Cummings and Goings in Agriculture

Summer Showers Shy Away From Cummings’ House

    The State Championship Horse Show for Mississippi will be going on this week at the Kirk Fordice Equine Facility in Jackson.  The timed event classes will be held on Thursday and Friday morning with the judged classes to be held on Friday afternoon and Saturday.

    The Coffeeville Saddle Club has a large number of members who will be competing in the state show.  If you want to see the best horses in Mississippi, I encourage you to attend all or part of the shows.  As usual, there is no admission fee.  

    A lot of the county has at least gotten some showers the last couple of weeks.  Not at my house. A sprinkle or two is the most rain I have gotten.  This year’s crops show that the timeliness of rain may be more important than the amount of rain.  This year’s crops still appear to be good with some even being considered great.

    Hope everyone had a good Labor Day holiday.  Look for a whole new host of Extension programs coming up in the near future.

Horticulture Tip:

Keeping Life Happy on the Farm     Family farms are wonderful learning environments for children because the fun of learning is in the experiences on the farm—exploring the machines, the plants, the animals, the dirt—the list goes on and on.  Kids love it! Unfortunately, farms can also pose risks for injury and even death.  Since September is Farm Safety month, here are a few tips to keeping life happy and learning fun on the farm.    

    Whatever you are doing, remember to keep safety first!  It is best not to carry children as passengers on any type of farm equipment. Keep in mind the child’s age when making the decision to teach him/her about operating the piece of equipment.  If the child is not old enough to learn how to operate the machine, best rule of thumb is that the child should not be on that machine.  

    Sadly, being run over after falling from a piece of machinery is the leading cause of childhood injuries and deaths on the farm.  Be smart and just say no when your child or grandchild asks you to ride so you never have to face any sad consequences!
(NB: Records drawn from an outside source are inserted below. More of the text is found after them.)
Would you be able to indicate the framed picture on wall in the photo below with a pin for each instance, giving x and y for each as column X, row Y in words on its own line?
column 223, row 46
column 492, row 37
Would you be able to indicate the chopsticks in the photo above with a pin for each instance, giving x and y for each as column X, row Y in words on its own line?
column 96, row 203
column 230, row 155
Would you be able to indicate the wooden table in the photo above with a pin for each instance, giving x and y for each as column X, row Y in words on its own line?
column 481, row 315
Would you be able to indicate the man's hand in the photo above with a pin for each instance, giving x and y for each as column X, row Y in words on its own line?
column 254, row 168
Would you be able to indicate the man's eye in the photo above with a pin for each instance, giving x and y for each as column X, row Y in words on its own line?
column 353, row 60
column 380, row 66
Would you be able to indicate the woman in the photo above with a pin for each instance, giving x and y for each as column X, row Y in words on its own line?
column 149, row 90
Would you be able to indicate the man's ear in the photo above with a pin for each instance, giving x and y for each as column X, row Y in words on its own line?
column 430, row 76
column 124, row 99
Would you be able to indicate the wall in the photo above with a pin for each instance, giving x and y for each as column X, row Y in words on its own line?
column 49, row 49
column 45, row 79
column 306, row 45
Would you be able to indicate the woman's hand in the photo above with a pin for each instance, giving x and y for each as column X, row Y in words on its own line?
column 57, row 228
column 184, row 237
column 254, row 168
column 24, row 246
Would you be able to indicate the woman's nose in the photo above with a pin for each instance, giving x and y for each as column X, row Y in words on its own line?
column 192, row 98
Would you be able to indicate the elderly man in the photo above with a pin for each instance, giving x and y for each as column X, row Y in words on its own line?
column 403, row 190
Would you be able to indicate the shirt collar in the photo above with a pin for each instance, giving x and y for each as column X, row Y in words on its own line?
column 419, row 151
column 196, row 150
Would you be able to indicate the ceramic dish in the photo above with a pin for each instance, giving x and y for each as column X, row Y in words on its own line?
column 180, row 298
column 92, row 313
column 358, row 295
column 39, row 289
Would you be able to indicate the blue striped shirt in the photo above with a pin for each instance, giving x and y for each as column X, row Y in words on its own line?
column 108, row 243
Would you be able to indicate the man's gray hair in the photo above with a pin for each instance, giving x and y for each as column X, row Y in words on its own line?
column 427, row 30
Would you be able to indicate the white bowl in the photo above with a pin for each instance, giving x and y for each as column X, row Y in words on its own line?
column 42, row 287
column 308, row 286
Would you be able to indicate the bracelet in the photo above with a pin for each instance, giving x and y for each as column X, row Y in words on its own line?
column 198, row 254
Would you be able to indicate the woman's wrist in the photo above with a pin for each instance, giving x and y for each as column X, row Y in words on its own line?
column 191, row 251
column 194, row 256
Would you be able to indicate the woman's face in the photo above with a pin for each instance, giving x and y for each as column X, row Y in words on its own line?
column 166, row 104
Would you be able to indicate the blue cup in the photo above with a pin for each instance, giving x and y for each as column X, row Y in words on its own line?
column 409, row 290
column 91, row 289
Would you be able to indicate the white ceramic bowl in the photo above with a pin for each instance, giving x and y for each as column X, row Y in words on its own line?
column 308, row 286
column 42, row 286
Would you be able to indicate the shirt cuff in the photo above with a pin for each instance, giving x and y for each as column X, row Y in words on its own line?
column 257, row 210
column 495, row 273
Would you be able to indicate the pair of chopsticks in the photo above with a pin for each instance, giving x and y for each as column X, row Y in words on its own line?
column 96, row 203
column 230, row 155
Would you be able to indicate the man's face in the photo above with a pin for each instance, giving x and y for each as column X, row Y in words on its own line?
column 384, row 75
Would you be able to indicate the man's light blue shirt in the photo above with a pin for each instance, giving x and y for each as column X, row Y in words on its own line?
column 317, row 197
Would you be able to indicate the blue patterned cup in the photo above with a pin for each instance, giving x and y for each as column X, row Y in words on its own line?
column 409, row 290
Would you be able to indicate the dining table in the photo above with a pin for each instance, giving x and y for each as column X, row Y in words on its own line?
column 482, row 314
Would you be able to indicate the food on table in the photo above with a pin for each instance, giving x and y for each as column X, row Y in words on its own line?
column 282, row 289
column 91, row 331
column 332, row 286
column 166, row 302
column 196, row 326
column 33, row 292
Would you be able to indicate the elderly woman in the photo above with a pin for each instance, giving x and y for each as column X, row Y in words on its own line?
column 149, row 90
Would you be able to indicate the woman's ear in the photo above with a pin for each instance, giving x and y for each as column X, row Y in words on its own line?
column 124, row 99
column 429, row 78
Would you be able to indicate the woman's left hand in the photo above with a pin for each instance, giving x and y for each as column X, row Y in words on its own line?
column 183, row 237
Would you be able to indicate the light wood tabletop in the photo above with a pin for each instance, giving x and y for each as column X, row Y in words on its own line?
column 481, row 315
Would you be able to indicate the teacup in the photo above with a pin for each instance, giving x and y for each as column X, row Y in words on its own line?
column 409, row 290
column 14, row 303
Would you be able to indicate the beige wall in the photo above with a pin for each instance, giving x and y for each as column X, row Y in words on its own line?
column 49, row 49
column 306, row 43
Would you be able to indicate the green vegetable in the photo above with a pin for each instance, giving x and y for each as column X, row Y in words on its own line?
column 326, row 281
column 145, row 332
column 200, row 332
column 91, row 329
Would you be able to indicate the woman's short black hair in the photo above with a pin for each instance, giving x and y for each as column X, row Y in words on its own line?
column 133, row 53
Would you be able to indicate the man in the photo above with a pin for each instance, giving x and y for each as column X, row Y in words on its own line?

    Always be aware of your surroundings.  Look around to keep others alive!  The second leading cause of injuries and deaths is the running over of bystanders. If you know that your children or grandchildren are coming to visit the farm, make sure everyone is aware of their presence.      

    Children are often so excited to come and see you that they do not think about safety and do not wait for machinery to stop.  Because they feel safe around you and the farm, children do not always look both directions or think about the amount of space a piece of machinery needs to turn around.  Too many times, children are never seen until a farmer realizes he/she has run over something.

    When it comes to grain storage, always teach children to keep out!  It is important that children stay out of grain bins, wagons, or trucks hauling grain.  It only takes five seconds for the average adult to be knee-deep in grain, making movement difficult and escape even harder.  Additionally, it only takes 30 seconds for the average adult to be completely submerged in grain.  Children have wonderful imaginations and these areas look like they could be a lot of fun!  Teach your children and their friends the dangers that can take place so they understand why these areas are off limits.

    Keep in mind that you are the adult.  Always supervise children when they are operating or playing near any type of equipment.  Yes, accidents happen, but they are more likely to happen when youth are operating farm equipment.  They lack the experience and knowledge of how to react to situations that may turn dangerous in a second’s time.  As far as children playing near farm equipment, it is best to have the play area completely separate from where the farm equipment is kept.  If that is not possible, make sure to have an extra set of eyes on the exploring child.

    Whether you live on a farm or not, most people have the opportunity at one time or another to ride All-Terrain Vehicles (ATVs).  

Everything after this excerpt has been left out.